CMS, in its decision, said it also intends to consider the standing features of wheelchairs in the future, without mentioning a specific time frame.
The coalition said it will continue to press CMS to cover power-standing features, as well as power seats.
“For individuals who spend large parts of their day in a seated position, the value of being able to stand, bear weight on the lower limbs, and allow gravity to aid in metabolic functions is well established in the clinical literature,” Thomas wrote in the letter to CMS.
Still, the shift in Medicare’s stance provided a good example of how CMS sometimes revisits its previous decisions, given new evidence and continued advocacy by patients and manufacturers, as STAT’s latest report, “Decoding Medicare: 10 key coverage decisions and how they were made,” explains.
In 2006, CMS had rejected a Johnson & Johnson request for coverage of the company’s iBOT wheelchair. Priced at $26,100, the device could lift people to standing height and also climb stairs and curbs. In making its request for Medicare coverage, J&J had argued that the device had significant advantages over manual wheelchairs, power wheelchairs, and power scooters already covered by Medicare, which limited people to sticking with relatively flat, smooth surfaces.
“By permitting the user to negotiate variable surfaces, climb curbs and stairs, and ‘balance’ at a standing eye-level position (whether at rest or in motion), the iBOT Mobility System virtually neutralizes access barriers in the home as well as the community,” J&J said in its request.
J&J had won premarket approval in 2003 from the Food and Drug Administration for the device, meaning it had cleared the highest regulatory hurdles for devices. But the company knew the request for Medicare coverage would be a tough sell at CMS.
Making a formal pitch for iBOT coverage in 2005, J&J had noted the challenges this request presented for CMS. The iBOT was “a breakthrough technology that does not easily mesh with conventional assumptions and expectations of mobility devices and the functional needs of beneficiaries,” J&J wrote.

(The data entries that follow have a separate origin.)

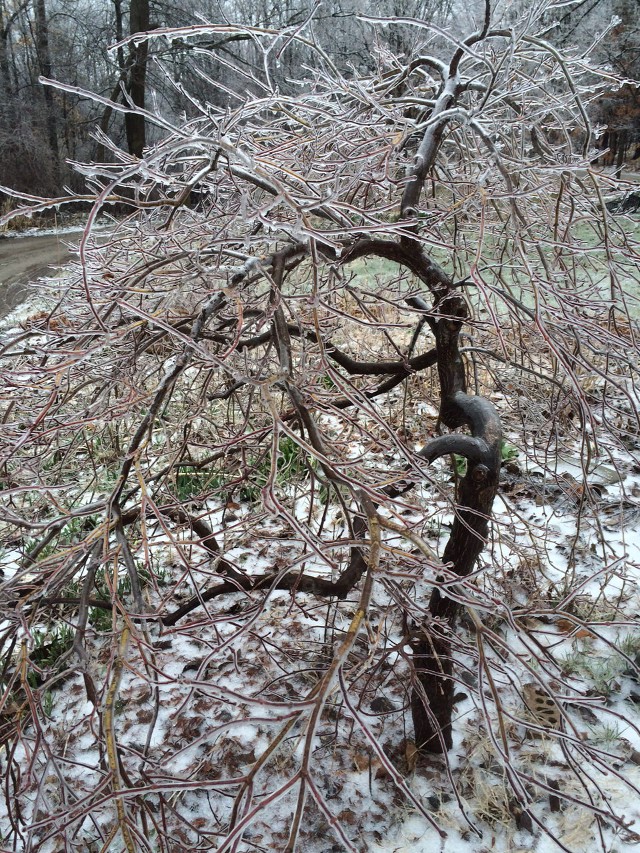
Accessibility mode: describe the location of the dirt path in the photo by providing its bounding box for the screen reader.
[0,233,77,319]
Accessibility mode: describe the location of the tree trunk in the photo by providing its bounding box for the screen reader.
[35,0,60,182]
[411,288,502,753]
[125,0,149,158]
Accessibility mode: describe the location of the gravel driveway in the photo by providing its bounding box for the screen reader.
[0,234,74,319]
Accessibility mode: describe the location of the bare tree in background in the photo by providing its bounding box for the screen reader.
[0,4,638,851]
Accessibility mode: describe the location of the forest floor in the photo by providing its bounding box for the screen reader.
[0,238,640,853]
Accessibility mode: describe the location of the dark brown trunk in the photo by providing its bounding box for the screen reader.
[35,0,60,176]
[96,0,127,163]
[125,0,149,158]
[411,291,501,753]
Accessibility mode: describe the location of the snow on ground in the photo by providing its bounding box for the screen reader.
[0,246,640,853]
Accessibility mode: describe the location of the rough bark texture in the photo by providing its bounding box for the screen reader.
[35,0,60,171]
[411,292,501,752]
[125,0,149,158]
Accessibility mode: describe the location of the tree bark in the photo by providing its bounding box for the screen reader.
[35,0,60,176]
[125,0,150,158]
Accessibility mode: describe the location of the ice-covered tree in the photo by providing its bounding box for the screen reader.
[0,3,638,851]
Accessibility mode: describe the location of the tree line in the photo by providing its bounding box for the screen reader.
[0,0,640,202]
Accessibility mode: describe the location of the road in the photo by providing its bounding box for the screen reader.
[0,233,77,319]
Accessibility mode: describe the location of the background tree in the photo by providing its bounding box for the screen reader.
[0,4,640,851]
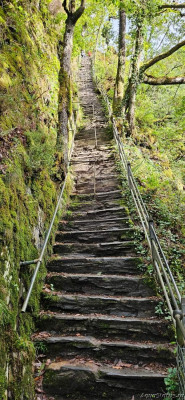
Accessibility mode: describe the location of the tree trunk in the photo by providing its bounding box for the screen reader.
[57,17,74,172]
[124,17,144,136]
[57,0,85,173]
[113,7,126,116]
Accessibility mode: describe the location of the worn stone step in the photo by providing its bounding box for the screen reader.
[70,190,122,202]
[66,207,128,220]
[75,184,120,194]
[55,226,140,244]
[37,311,173,343]
[47,255,142,275]
[34,332,175,366]
[43,359,167,400]
[58,217,131,231]
[42,288,159,318]
[68,199,122,212]
[47,272,154,297]
[53,241,135,257]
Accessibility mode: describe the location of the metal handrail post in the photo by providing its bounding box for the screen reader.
[93,64,185,346]
[127,162,132,190]
[20,104,79,312]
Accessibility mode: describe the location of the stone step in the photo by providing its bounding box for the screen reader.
[66,207,128,220]
[47,255,142,275]
[70,190,122,202]
[34,332,175,366]
[43,359,167,400]
[42,288,160,318]
[46,272,154,297]
[58,217,131,231]
[53,241,135,257]
[75,183,120,194]
[68,199,122,212]
[37,311,174,343]
[55,226,139,245]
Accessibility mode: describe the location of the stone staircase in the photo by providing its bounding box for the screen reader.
[35,60,174,400]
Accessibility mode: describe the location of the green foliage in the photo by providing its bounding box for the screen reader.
[164,368,178,400]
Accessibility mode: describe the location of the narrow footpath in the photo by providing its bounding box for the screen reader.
[35,59,174,400]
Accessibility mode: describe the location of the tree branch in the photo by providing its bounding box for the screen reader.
[72,0,85,25]
[62,0,69,16]
[142,75,185,86]
[140,40,185,72]
[159,3,185,10]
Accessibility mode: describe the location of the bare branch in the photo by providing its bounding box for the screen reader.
[72,0,85,25]
[62,0,69,16]
[159,3,185,10]
[142,75,185,86]
[140,40,185,73]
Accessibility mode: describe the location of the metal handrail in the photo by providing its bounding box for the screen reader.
[92,67,185,346]
[20,104,77,312]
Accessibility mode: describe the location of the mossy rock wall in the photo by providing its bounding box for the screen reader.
[0,0,71,400]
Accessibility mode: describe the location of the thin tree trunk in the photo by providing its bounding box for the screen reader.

The company said CMS would need to create a new type of durable medical equipment category for the wheelchair, requiring distinct codes.
In turning down J&J’s request in 2006, CMS said that the iBOT’s seat elevation equipment and balance function could not be covered because they were not primarily medical in nature. The seat elevation, or standing feature, served the same purpose as other equipment that assisted people in reaching items or having an eye-level conversation with a standing person, CMS said.
But groups such as the American Academy of Physical Medicine & Rehabilitation (AAPM&R) challenged the idea that the elevation feature offered only a superficial advantage in arguing for Medicare coverage of the wheelchairs.
In a comment to CMS, AAPM&R noted that there was an equity issue at play, as well. More affluent people have been able to pay for seat-elevation features on their own, while many other people cannot afford them, wrote Prakash Jayabalan, the chair of AAPM&R health policy and legislation committee, urging CMS to finalize its proposal on coverage. Finalizing the CMS proposal, as the agency later did, would be a “major step forward for the disability population,” Jayabalan wrote.
He added, “Allowing beneficiaries with a permanent disability to access technology to stand, reach, and function in their home and community, is not a luxury, nor is it an item of convenience, but a necessity.”